La planification du Mexique associe coordination fédérale, plans de mobilité et de sécurité à l’échelle des villes, protection de l’espace aérien et coopération trilatérale. À elle seule, Mexico a annoncé 56 320 policiers pour les activités liées à la Coupe du Monde entre le 11 juin et le 19 juillet, avec 9 194 agents et 923 véhicules affectés au match d’ouverture et aux événements organisés sur le Zócalo. Le Mexique a participé à des réunions de sécurité de haut niveau avec les États-Unis et le Canada, tandis que les autorités de Mexico ont présenté un plan de mobilité et de sécurité fondé sur des protocoles unifiés pour les stades, les espaces publics et les zones de célébration. Le Mexique a également établi des zones de surveillance et de protection aériennes pour le tournoi.

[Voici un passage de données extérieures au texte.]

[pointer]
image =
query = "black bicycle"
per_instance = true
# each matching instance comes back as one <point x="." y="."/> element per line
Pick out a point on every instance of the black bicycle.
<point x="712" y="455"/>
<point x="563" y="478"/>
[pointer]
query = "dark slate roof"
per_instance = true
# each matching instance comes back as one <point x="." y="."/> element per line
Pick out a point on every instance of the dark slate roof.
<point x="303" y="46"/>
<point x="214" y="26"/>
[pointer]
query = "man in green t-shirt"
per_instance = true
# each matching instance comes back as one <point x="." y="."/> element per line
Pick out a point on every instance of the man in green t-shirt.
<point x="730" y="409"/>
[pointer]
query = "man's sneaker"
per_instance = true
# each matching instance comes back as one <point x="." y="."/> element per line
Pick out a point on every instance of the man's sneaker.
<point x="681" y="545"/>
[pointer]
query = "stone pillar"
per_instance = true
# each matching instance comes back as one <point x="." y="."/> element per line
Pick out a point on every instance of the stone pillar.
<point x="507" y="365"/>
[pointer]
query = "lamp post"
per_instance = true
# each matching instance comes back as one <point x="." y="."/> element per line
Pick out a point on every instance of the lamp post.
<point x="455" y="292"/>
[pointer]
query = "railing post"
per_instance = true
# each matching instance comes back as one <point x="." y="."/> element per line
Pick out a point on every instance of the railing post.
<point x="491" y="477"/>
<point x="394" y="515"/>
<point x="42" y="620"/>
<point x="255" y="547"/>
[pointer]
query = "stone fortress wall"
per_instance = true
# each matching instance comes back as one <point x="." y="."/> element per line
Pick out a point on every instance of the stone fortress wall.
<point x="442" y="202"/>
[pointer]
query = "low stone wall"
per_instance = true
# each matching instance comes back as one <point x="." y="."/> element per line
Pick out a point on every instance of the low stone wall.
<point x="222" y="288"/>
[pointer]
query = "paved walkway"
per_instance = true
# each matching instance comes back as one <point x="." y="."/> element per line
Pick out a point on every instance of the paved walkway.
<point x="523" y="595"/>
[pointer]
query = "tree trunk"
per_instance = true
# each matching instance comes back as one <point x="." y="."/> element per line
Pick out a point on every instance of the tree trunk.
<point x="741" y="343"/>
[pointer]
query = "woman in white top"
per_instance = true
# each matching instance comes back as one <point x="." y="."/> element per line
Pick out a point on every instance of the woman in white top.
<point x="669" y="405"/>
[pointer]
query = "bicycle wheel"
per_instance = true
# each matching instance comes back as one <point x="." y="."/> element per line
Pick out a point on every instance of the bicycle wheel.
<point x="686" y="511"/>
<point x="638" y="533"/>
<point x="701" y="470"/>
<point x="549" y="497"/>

Dans les deux événements, les drones se sont imposés comme une préoccupation majeure. À Évian, des systèmes anti-drones étaient intégrés au dispositif de sûreté aérienne. En Amérique du Nord, les consignes “No Drone Zone” de la CISA traduisent la même inquiétude à une échelle plus vaste, tandis que les organisateurs de la Coupe du Monde travaillent à contrer les risques liés aux drones dans plusieurs juridictions. La menace est techniquement simple, publiquement visible et opérationnellement perturbatrice, ce qui en fait une priorité, du sommet au bord du lac jusqu’aux terrains d’entraînement de football.

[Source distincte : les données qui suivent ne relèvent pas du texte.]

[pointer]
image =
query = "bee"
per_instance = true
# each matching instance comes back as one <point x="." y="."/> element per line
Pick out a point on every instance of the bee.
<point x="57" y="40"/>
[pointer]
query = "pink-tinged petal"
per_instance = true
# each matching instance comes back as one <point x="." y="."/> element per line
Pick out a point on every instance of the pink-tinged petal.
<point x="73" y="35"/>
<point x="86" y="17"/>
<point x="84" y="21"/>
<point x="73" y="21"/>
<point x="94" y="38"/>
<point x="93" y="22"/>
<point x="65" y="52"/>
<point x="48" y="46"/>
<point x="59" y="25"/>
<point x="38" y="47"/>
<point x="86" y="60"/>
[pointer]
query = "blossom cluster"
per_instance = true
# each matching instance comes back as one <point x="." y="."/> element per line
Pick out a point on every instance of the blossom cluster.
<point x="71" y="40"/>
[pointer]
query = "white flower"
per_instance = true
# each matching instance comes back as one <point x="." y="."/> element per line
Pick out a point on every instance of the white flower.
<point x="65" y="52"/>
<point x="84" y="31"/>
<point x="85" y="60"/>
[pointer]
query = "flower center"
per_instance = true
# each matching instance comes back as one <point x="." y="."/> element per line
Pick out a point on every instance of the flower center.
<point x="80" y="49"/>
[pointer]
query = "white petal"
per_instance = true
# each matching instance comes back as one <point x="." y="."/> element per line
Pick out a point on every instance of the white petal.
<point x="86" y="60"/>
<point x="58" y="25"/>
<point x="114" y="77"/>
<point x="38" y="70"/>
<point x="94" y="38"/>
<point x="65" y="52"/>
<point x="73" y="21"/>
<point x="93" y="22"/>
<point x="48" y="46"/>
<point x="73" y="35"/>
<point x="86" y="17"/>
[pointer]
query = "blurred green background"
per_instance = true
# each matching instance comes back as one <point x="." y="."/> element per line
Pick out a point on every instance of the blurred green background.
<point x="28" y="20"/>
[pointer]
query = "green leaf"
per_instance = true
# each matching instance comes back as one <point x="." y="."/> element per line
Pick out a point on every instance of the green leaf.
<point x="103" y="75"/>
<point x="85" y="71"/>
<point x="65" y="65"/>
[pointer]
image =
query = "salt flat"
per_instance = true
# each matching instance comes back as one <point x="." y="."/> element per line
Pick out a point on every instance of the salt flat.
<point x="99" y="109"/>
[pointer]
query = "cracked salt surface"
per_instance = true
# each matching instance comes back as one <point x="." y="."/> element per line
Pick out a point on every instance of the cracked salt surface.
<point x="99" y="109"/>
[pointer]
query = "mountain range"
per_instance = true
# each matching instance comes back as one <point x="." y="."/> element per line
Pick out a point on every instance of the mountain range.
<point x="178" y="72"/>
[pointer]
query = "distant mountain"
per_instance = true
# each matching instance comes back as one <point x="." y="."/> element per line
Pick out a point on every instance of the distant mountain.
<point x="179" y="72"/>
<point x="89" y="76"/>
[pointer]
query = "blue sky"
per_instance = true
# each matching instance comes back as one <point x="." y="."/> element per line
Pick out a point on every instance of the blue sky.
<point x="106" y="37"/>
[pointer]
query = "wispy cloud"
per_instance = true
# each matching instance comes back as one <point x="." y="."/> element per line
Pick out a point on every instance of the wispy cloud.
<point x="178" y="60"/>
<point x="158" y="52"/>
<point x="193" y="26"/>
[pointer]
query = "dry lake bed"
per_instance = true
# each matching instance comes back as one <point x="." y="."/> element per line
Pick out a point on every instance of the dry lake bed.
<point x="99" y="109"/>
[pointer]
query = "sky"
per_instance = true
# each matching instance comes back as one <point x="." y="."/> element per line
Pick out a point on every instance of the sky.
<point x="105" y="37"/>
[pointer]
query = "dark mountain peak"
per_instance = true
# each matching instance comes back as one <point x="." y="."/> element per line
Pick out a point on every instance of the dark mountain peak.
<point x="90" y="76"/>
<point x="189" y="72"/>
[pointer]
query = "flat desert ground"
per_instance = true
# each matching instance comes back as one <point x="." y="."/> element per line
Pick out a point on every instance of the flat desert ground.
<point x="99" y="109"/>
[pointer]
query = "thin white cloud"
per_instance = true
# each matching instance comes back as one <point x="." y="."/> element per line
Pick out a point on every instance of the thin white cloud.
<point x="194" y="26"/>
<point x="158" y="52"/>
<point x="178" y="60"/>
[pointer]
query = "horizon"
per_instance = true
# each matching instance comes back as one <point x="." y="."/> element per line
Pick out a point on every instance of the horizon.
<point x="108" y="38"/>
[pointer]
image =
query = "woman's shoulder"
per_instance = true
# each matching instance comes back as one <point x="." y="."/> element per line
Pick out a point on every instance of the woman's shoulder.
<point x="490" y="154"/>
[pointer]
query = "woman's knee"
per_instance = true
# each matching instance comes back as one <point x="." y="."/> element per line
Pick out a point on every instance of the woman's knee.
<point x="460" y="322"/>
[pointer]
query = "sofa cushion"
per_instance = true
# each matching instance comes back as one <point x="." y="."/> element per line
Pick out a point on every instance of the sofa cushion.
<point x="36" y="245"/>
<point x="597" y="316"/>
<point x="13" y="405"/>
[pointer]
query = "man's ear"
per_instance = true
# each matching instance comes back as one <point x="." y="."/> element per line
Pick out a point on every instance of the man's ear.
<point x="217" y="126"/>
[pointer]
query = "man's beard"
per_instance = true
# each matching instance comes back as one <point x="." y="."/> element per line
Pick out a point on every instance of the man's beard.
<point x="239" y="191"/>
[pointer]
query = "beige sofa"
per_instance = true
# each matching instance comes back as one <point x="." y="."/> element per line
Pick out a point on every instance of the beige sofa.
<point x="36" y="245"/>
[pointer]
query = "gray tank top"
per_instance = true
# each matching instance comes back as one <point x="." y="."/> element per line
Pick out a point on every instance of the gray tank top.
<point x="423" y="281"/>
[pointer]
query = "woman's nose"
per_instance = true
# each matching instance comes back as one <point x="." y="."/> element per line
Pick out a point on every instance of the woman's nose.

La comparaison est instructive. Le G7 exigeait précision, discrétion et protection en couches autour d’un périmètre diplomatique restreint. La Coupe du Monde demande endurance, interopérabilité et résilience dans la gestion des foules à l’échelle d’un continent. L’un concentre le risque autour des dirigeants et des délégations ; l’autre le distribue entre supporters, joueurs, systèmes de transport, communautés hôtes et frontières.

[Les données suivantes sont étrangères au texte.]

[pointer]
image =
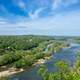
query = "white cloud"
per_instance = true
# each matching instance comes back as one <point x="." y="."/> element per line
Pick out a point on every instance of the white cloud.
<point x="35" y="15"/>
<point x="57" y="3"/>
<point x="69" y="2"/>
<point x="20" y="3"/>
<point x="61" y="24"/>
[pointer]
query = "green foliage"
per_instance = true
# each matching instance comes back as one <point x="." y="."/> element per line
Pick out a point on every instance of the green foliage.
<point x="63" y="73"/>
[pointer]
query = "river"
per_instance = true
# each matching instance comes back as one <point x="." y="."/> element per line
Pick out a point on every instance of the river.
<point x="67" y="54"/>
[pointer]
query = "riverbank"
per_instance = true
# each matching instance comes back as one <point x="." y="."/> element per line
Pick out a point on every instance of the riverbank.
<point x="12" y="71"/>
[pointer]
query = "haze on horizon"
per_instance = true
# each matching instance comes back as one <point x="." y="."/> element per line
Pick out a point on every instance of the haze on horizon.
<point x="40" y="17"/>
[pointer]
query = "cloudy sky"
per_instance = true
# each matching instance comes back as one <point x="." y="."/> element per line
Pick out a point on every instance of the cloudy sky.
<point x="41" y="17"/>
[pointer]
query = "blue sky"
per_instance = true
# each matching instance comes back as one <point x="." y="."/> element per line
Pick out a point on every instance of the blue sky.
<point x="41" y="17"/>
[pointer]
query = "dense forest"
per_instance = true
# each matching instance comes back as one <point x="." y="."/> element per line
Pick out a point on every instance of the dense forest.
<point x="24" y="51"/>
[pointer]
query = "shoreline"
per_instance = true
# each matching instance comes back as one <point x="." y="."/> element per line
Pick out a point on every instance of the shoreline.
<point x="12" y="71"/>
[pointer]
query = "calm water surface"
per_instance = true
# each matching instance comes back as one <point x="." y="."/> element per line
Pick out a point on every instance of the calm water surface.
<point x="67" y="54"/>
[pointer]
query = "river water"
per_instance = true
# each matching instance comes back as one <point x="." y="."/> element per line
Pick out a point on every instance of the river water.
<point x="67" y="54"/>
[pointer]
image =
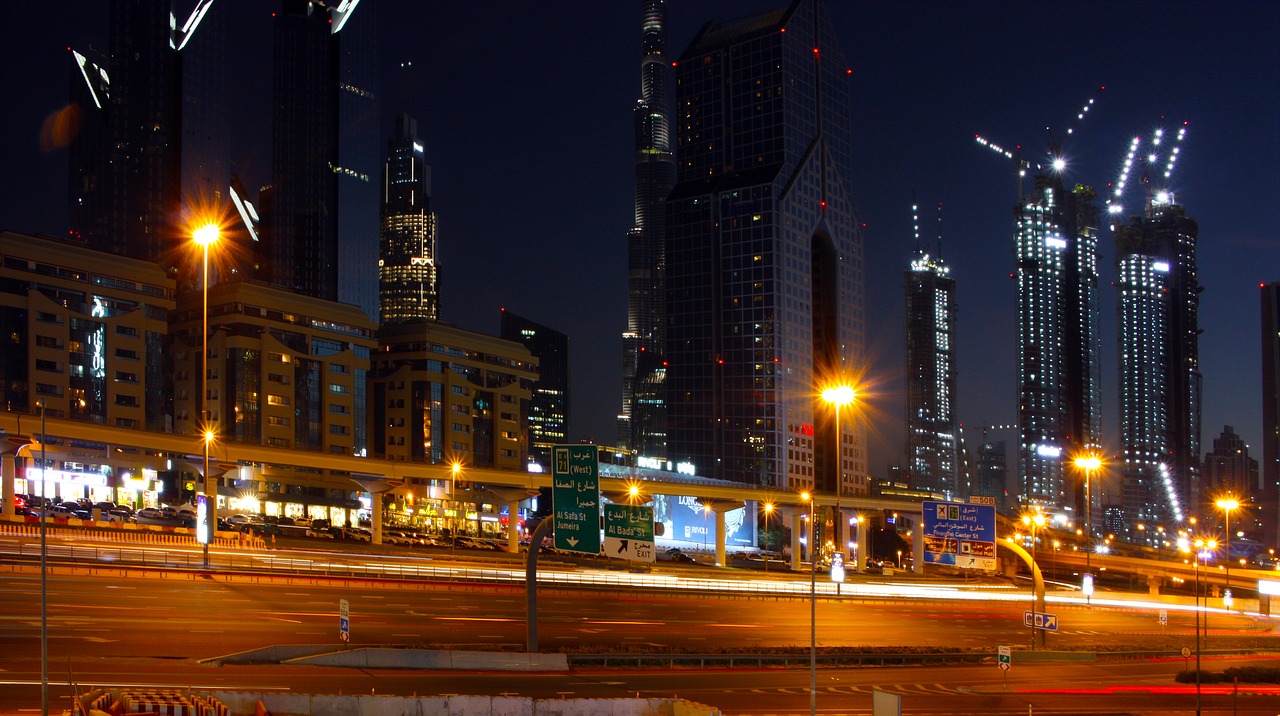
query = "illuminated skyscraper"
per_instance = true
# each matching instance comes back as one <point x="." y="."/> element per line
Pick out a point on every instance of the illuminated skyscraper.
<point x="407" y="276"/>
<point x="1160" y="379"/>
<point x="1059" y="370"/>
<point x="641" y="424"/>
<point x="764" y="259"/>
<point x="548" y="406"/>
<point x="931" y="377"/>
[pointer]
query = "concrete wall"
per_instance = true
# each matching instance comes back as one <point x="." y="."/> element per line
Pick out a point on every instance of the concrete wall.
<point x="302" y="705"/>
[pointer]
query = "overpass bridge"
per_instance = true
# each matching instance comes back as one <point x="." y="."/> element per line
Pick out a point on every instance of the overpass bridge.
<point x="140" y="448"/>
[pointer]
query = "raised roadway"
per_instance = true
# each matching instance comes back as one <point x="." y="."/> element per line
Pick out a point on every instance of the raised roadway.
<point x="114" y="624"/>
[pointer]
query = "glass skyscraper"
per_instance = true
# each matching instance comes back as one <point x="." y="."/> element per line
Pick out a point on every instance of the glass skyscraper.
<point x="931" y="377"/>
<point x="1059" y="368"/>
<point x="641" y="424"/>
<point x="1160" y="379"/>
<point x="764" y="259"/>
<point x="407" y="276"/>
<point x="548" y="405"/>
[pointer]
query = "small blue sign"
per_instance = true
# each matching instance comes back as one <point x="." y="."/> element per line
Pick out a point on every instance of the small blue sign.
<point x="960" y="534"/>
<point x="1040" y="620"/>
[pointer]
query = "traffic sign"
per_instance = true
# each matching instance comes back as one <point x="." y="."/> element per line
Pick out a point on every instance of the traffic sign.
<point x="343" y="620"/>
<point x="1041" y="620"/>
<point x="958" y="534"/>
<point x="629" y="532"/>
<point x="576" y="497"/>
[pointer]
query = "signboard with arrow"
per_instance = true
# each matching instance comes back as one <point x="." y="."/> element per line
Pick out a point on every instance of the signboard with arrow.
<point x="629" y="532"/>
<point x="576" y="497"/>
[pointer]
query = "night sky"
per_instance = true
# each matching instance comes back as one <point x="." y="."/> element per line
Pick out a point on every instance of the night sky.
<point x="525" y="110"/>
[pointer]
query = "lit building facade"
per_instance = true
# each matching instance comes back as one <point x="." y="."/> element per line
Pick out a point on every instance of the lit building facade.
<point x="439" y="395"/>
<point x="287" y="372"/>
<point x="932" y="455"/>
<point x="1229" y="471"/>
<point x="549" y="404"/>
<point x="641" y="424"/>
<point x="1270" y="500"/>
<point x="284" y="370"/>
<point x="764" y="260"/>
<point x="1160" y="381"/>
<point x="407" y="274"/>
<point x="83" y="336"/>
<point x="1059" y="368"/>
<point x="83" y="332"/>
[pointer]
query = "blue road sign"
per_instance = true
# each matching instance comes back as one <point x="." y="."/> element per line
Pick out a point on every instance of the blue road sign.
<point x="960" y="534"/>
<point x="1040" y="620"/>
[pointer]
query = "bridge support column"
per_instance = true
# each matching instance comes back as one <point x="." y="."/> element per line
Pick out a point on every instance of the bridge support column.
<point x="375" y="520"/>
<point x="918" y="547"/>
<point x="8" y="465"/>
<point x="513" y="527"/>
<point x="720" y="538"/>
<point x="1153" y="584"/>
<point x="795" y="539"/>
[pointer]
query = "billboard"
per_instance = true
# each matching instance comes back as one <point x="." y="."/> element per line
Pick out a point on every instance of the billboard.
<point x="961" y="536"/>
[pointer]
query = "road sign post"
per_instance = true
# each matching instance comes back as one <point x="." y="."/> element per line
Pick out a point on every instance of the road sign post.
<point x="960" y="536"/>
<point x="1040" y="620"/>
<point x="344" y="621"/>
<point x="629" y="532"/>
<point x="1005" y="659"/>
<point x="576" y="497"/>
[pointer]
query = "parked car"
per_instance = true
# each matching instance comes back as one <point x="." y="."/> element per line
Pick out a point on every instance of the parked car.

Pour la communauté de la sécurité intérieure, l’enseignement n’est pas qu’un modèle est plus exigeant que l’autre. Il montre que la protection des grands événements repose désormais, à toutes les échelles, sur les mêmes fondamentaux : planification précoce, partage d’informations de confiance, capacité de protection civile, vigilance cyber et aérienne, restrictions publiques proportionnées et respect des rythmes quotidiens des communautés hôtes. Ce sont précisément ces conversations qui façonnent l’agenda international de la sécurité à Milipol Paris, où les autorités publiques et l’industrie se rencontrent pour transformer l’expérience opérationnelle en capacités futures.